CS 541 Lecture -*- Outline -*-

* Introduction to Grammars and Syntax

** Why study syntax?
*** syntax matters (e.g., compare FORTRAN to LISP to Pascal)
*** tools important for design (as in Algol 60, regularity, etc.)
*** well understood theory (leading to implementation techniques)
*** Need description/documentation (of any user interface)

** Basics
*** Language: set of strings in some alphabet.
                E.g.
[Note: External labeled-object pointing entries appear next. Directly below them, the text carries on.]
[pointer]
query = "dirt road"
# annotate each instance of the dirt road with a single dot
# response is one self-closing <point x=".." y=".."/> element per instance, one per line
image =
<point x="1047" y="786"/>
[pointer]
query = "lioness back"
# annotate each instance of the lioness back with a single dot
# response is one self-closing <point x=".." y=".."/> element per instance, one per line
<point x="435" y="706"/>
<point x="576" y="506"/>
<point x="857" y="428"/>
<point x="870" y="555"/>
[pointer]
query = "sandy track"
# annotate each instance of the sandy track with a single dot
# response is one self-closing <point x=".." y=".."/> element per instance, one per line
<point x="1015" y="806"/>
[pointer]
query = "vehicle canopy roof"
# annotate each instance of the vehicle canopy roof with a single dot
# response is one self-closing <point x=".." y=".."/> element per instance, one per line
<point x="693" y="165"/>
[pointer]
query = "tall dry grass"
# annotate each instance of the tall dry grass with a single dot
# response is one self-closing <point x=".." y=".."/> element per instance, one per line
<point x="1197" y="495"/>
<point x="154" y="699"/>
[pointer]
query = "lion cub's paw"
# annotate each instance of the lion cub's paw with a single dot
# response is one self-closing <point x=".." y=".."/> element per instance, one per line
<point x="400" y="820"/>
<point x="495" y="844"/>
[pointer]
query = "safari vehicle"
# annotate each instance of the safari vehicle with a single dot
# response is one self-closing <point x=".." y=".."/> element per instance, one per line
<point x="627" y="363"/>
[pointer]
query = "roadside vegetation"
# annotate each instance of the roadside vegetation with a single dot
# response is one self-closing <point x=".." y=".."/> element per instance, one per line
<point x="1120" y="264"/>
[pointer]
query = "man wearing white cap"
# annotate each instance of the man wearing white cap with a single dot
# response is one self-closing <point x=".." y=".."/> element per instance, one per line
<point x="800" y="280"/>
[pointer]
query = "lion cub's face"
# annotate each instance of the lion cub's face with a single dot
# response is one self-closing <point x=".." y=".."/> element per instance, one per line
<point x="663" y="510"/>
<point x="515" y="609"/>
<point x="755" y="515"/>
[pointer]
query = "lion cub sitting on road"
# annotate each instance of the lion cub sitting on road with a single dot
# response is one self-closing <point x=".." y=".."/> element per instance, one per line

English (Roman alphabet, phonemes), Ada (ASCII)
                        Common Practice Notation (for music), button pushes...
*** Sentence: a string in a language

** Syntactic descriptions (Grammars, parse trees)

*** History: Algol effort
                Backus presented paper describing Algol 58,
                        using formal notation
                Naur used modified form of Backus's notation
                        for Algol 60 report,
                called BNF (now)

*** Example parse tree
------------------
   A PARSE TREE

                      sentence
                          |
               ___________|__________
              NP                  VP
              |                   |
     _________|____               |
 article         NP              verb
     |           |                |
     |       ____|________        |
     |       adjective   NP       |
     |       |           |        |
    The    little     program    works
---------------------

*** Grammar: rules for parsing (or generating) sentences in a language

**** Example grammar (BNF)
---------------------
Sentence ::= NP VP
NP ::= article NP
NP ::= adjective NP
NP ::= noun
article ::= The
adjective ::= little
noun ::= program
VP ::= verb
verb ::= works
---------------------
**** Parts of grammar:
                nonterminals (or variables): syntactic categories from
                                which strings can be derived
                        -sentence, NP
                terminals: strings from the alphabet.
                        -program, works
			written in typewriter font in the book
			sometimes surrounded by single quotes 
                (note: a symbol cannot be both a terminal and a nonterminal.)
                productions: relationships between strings of
                                nonterminals and terminals.
                        -NP ::= article NP
                start symbol (sentence symbol): name of nonterminal
                                that generates the strings in the language.
                        -sentence
                        conventionally at top of grammar

*** Can be used for generation of sentences too.
                -"program works."
                -"little program works."
                -"The little little program works." etc.

** Kinds of grammars:

*** phrase structure grammar: l.h.s. contains at least 1 nonterminal

                        S ::= A B C
                        A ::= a
                      a B ::= b
                        C ::= c
                generates as follows
                        S = ABC = aBC = bC = bc

                -can describe all languages (Church's thesis)
*** context sensitive
	  rules have forms:
          (1)           \alpha A \gamma ::= \alpha \beta \gamma
                where \alpha, \beta and \gamma are strings of symbols
                        and \beta is nonempty.
                        (\alpha and \gamma are the context)
          (2)           sentence  ::=
                and if this second rule occurs, sentence does not appear
                        on the right hand side.
                        S ::= A B C
                    A B ::= A b C
                      b C ::= b c c
                      A b ::= a a b
                        A ::= a
                      c C ::= c c
                 generates as follows:
                    ABC = AbCC = AbccC = Abccc = abccc
                    (other order:
                    ABC = AbCC = abCC = abccC = abccc)
                    ABC = aBC
                    ABC = AbCC = aabCC = aabccC = aabccc
                -can describe conditions such as declarations matching uses.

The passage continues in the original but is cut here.